Blast kills at least 34 in Afghan city
Bank bombing may be the first instance of a large, coordinated Islamic State-led attack in the country.
KABUL, Afghanistan — A suicide bombing outside a crowded bank has left at least 34 people dead and more than 120 wounded in eastern Afghanistan.
If claims by the extremist group are corroborated, the explosion Saturday may be the first instance of a large, coordinated Islamic Stateled attack in the country.
In the days leading up to their state visit to Washington in March, high-level officials in the government of President Ashraf Ghani had repeatedly warned that Islamic State militants were present in Afghanistan but not yet ready to carry out an assault.
At the time of the attack, dozens of people — mainly government workers and military officials collecting their salaries — were waiting outside the bank branch in Jalalabad, the capital of Nangarhar province.
Fazel Ahmad Sherzad, Jalalabad city police chief, said at a news conference that an investigation was still underway.
“It was a suicide attack.… It is early to say what kind of suicide bomber” committed the act, Sherzad said.
A group claiming to belong to Islamic State released its own account of the attack.
Shahidullah Shahid, who said he is a spokesman for the group in Afghanistan, claimed responsibility.

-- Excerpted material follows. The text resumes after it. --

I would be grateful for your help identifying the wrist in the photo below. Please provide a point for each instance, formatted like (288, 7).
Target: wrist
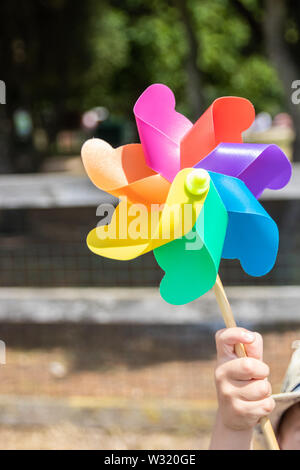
(226, 438)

Images circulated on social media accounts claiming to be allied with Islamic State purported to show the bomber standing in front of a black flag associated with the Sunni extremist group that has seized large swaths of Syria and Iraq.

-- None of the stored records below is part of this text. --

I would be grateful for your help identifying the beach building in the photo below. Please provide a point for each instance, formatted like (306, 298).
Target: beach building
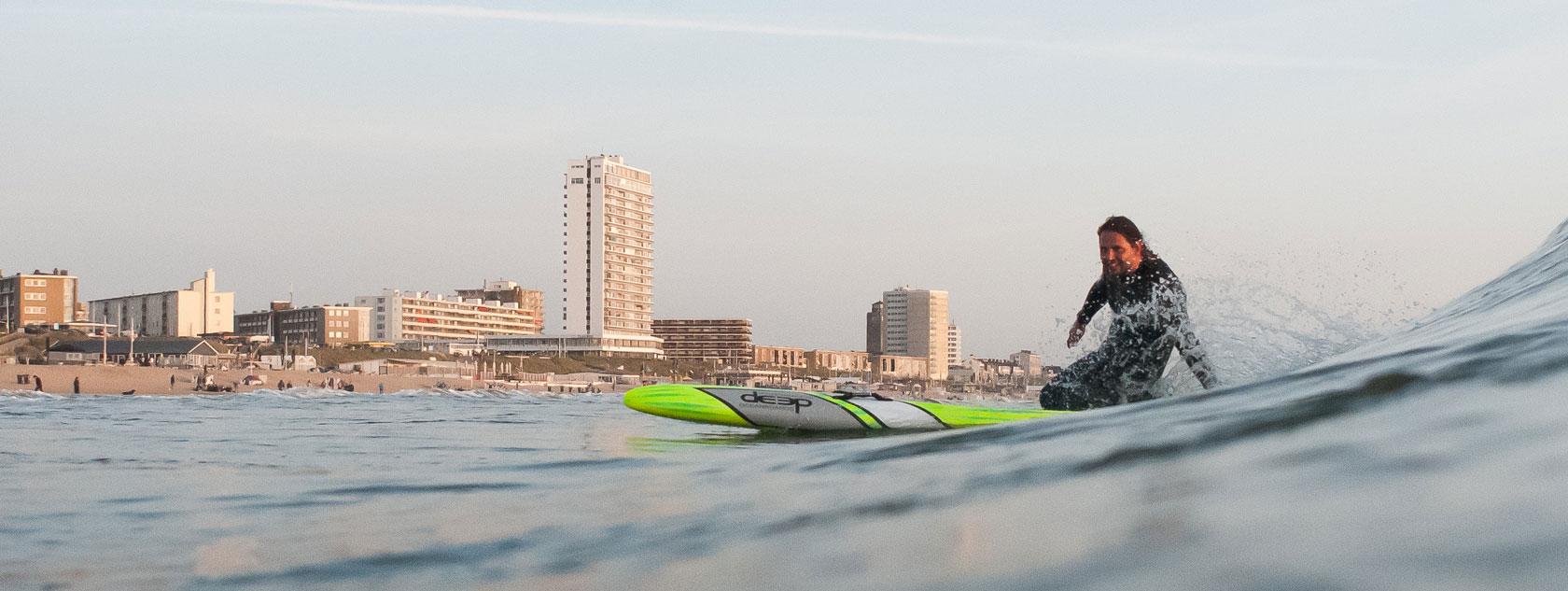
(955, 345)
(507, 292)
(726, 341)
(426, 317)
(915, 325)
(822, 362)
(901, 367)
(606, 303)
(36, 300)
(190, 312)
(875, 337)
(157, 351)
(779, 356)
(313, 325)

In a statement, Ghani, who was on his way to Badakhshan in the extreme northeast where last week 23 members of the Afghan army died in a series of attacks, condemned the Jalalabad bombing.
Ghani called it a “cowardly and heinous terrorist attack on civilians.”
In a statement to the Reuters news agency, a Taliban spokesman said, “It was an evil act. We strongly condemn it.”
Meanwhile, in Kabul on Saturday, the parliament approved 16 candidates to head ministries and to other high-level posts. The lawmakers, in their second attempt in four months to approve a complete Cabinet, failed to provide a leader for the Defense Ministry. But they did select three more women to help run the government, heading the ministries of women’s affairs; higher education; and labor, social affairs, martyrs and the disabled.